L’idéal pour ce « nouveau » capitalisme
serait de n’employer que des « entrepreneurs »,
chaque collaborateur devenant une entreprise individuelle «
de prestation de services ». Et André Gorz d’ajouter
: chacun doit se sentir responsable de sa santé, de sa mobilité,
de son aptitude aux horaires variables, de la mise à jour
de ses connaissances. Il doit gérer son capital humain tout
au long de sa vie, ne cesser d’y investir par des stages de
formation, et comprendre que la possibilité de vendre sa
force de travail dépend du travail gratuit, volontaire, invisible,
par lequel il saura la produire continuellement à neuf. Ce
« nouveau » capitalisme correspond à une production
immatérielle, hautement rentable, qui intègre tous
les processus de production de marchandises et de leur commercialisation.
Il naît avec les nouvelles technologies de l’information
et des télécommunications et s’affirme avec
la nouvelle alliance du capital et de la science.
Ainsi, la science, conjuguée au capital financier, fonde
un « capitalisme cognitif » qui cherche à s’émanciper
de l’emprise du capital.

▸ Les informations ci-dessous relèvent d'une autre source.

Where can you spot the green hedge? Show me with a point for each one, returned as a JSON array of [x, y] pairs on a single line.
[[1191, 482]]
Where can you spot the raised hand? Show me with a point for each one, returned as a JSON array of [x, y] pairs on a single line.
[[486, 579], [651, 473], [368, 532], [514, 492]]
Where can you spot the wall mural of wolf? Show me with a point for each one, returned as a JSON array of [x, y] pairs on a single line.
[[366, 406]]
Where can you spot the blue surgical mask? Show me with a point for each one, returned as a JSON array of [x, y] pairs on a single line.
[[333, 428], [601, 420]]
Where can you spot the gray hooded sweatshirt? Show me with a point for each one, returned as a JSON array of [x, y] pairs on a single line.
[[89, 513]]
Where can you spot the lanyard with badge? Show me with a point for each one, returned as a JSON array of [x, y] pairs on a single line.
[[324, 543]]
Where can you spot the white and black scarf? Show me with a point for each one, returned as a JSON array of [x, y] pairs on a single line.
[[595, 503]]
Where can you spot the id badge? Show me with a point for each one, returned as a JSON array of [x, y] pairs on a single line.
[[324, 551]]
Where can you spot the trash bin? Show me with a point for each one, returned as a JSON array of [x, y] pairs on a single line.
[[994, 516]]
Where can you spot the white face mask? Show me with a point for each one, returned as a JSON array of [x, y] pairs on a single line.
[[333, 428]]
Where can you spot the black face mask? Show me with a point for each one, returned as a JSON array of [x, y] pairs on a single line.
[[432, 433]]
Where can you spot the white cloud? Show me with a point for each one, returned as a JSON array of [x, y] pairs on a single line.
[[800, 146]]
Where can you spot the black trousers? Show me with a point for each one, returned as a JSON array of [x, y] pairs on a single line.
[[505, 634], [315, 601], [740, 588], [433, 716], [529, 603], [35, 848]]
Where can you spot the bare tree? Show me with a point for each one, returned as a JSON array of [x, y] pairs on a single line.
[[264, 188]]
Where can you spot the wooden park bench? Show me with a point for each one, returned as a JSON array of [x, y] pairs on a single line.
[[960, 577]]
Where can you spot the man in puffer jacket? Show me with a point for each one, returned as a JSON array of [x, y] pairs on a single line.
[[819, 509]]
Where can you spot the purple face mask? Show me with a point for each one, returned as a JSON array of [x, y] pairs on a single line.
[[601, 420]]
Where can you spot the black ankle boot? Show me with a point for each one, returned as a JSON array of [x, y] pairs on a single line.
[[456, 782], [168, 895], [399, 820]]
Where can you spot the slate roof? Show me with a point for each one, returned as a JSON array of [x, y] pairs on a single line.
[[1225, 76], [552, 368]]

Il délocalise les unités
de production de biens matériels dans les pays aux salaires
les plus bas et déterritorialise le « capital humain
» en favorisant sa circulation à l’échelle
mondiale (des informaticiens indiens travaillant en Allemagne, par
exemple). Ce « nouveau » capitalisme privilégie
l’accès (pour reprendre l’expression de Jeremy
Rifkin) à la propriété, marque davantage encore
l’opposition entre une « élite globalisée
» au top niveau et un prolétariat subalterne. André
Gorz note que la moitié de la population active américaine
occupe des postes sans grande qualification et peu rémunérateurs.
Ainsi, en ce début du XXIe siècle, plusieurs capitalismes
coexistent, un « capitalisme taylorisé », qui
se trouve principalement dans les pays « émergents
», et un « capitalisme cognitif », qui s’installe
dans une poignée de « villes globales » et autres
Silicon Valleys... Discutant les thèses d’Edgar Morin,
Jacques Robin et Peter Sloterdijk, André Gorz poursuit sa
réflexion sur le sens du travail. Après ses Adieux
au prolétariat, son exploration critique de la société
contemporaine (Capitalisme, socialisme, écologie), il en
vient à s’interroger sur les conséquences du
primat de l’« intelligence artificielle », qui
annonce peut-être celui de la « vie artificielle ».
Le capitalisme en veut toujours plus, sa recherche du profit et
du pouvoir est dorénavant capable de se passer de l’humain.
C’est dire si le combat continue pour l’humanité
de l’humain.
Thierry Paquot.
(1) L’immatériel. Connaissance, valeur et capital,
Galilée, Paris, 2003, 160 pages, 22 euros.